The Negev (Hebrew: הַנֶּגֶב, Tiberian vocalization: han-Néḡeḇ ; Arabic: النقب al-Naqab) is a desert and semidesert region of southern Israel. The region's largest city and administrative capital is Beersheba (pop. 196,000), in the north. At its southern end is the Gulf of Aqaba and the resort city of Eilat. It contains several development towns, including Dimona, Arad and Mitzpe Ramon, as well as a number of small Bedouin cities, including Rahat and Tel as-Sabi. There are also several kibbutzim, including Revivim and Sde Boker; the latter became the home of Israel's first Prime Minister, David Ben-Gurion, after his retirement from politics.

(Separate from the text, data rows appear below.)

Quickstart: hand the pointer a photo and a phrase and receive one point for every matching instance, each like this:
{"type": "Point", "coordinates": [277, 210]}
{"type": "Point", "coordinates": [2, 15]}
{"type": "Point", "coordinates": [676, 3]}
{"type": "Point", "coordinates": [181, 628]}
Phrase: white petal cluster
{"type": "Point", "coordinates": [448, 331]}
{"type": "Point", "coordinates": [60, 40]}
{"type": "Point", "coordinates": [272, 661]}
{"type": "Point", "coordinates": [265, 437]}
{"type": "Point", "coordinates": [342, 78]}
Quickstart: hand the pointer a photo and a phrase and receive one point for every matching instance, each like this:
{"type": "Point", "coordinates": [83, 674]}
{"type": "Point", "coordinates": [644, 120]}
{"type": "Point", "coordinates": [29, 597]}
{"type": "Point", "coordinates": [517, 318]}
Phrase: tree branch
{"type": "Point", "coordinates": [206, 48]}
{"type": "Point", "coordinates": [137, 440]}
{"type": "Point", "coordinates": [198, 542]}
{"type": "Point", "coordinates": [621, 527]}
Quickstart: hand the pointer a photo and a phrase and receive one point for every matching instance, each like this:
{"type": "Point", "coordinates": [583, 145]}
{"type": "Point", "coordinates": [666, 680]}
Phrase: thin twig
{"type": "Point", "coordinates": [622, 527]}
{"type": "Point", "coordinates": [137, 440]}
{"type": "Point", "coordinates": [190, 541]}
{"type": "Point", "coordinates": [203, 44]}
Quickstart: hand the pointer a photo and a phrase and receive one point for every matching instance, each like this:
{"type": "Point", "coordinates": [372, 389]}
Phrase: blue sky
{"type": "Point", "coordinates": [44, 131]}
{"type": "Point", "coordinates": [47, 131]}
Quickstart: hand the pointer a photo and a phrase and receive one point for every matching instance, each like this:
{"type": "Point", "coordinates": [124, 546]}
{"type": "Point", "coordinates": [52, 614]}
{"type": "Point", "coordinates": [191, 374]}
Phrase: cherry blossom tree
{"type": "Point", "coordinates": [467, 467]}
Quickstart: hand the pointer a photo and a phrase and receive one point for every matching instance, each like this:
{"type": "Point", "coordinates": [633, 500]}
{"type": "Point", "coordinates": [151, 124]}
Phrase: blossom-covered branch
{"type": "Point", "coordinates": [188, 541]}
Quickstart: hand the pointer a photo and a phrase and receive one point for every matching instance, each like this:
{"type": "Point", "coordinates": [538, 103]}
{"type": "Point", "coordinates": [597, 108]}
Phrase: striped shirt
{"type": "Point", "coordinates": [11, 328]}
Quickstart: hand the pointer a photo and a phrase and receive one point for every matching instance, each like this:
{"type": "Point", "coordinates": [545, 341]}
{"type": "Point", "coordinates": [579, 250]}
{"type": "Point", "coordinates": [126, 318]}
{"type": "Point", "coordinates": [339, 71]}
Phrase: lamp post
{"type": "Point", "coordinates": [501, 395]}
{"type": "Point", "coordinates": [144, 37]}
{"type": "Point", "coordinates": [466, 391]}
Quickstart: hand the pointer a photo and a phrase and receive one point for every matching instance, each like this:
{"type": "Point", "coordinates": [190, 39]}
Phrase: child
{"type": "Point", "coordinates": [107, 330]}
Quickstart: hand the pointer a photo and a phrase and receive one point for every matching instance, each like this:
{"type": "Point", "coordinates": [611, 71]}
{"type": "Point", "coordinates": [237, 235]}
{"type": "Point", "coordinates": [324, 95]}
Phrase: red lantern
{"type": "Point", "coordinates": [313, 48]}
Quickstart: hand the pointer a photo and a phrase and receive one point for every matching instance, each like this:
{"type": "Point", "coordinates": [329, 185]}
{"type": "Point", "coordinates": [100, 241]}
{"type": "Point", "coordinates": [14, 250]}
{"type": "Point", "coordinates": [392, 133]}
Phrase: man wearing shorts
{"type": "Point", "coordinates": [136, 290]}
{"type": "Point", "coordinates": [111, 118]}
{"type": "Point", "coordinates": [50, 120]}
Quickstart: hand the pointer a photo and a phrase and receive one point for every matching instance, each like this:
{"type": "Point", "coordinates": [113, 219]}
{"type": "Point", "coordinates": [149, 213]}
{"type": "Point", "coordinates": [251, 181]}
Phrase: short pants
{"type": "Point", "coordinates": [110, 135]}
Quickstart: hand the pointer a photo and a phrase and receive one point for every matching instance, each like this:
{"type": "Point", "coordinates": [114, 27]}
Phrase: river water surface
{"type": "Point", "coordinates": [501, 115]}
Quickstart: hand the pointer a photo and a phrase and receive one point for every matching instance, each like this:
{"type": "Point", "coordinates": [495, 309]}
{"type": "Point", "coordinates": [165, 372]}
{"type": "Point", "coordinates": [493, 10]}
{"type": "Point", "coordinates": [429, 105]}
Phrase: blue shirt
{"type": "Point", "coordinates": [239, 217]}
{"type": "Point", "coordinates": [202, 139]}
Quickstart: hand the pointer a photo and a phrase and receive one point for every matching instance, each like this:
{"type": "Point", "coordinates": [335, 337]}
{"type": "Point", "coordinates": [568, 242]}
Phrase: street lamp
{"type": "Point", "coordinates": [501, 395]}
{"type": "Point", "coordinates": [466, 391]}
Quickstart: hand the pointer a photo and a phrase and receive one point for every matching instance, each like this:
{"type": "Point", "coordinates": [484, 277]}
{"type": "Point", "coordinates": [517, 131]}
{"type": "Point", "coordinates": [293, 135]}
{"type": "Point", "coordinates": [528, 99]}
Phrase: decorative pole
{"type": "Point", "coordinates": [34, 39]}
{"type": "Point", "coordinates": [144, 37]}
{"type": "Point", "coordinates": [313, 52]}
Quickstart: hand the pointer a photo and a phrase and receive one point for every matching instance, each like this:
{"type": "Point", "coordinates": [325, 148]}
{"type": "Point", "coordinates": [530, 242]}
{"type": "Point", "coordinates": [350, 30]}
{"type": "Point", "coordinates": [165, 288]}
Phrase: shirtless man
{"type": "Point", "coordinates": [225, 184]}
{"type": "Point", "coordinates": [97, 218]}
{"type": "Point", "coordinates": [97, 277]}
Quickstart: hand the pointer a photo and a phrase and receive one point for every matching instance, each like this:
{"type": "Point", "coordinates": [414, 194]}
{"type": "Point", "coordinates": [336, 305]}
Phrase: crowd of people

According to the Book of Genesis chapter 20, Abraham lived for a while in the Negev near Kadesh after being banished from Egypt. Later the northern Negev was inhabited by the Tribe of Judah and the southern Negev by the Tribe of Shimon. The Negev was later part of the Kingdom of Solomon and then part of the Kingdom of Judah.
In the 9th century BC, development and expansion of mining in both the Negev and Edom (modern Jordan) coincided with the rise of the Assyrian Empire. Beersheba was the region's capital and a center for trade in the 8th century BC. Small settlements of Israelites in the areas around the capital existed between 1020 and 928 BC.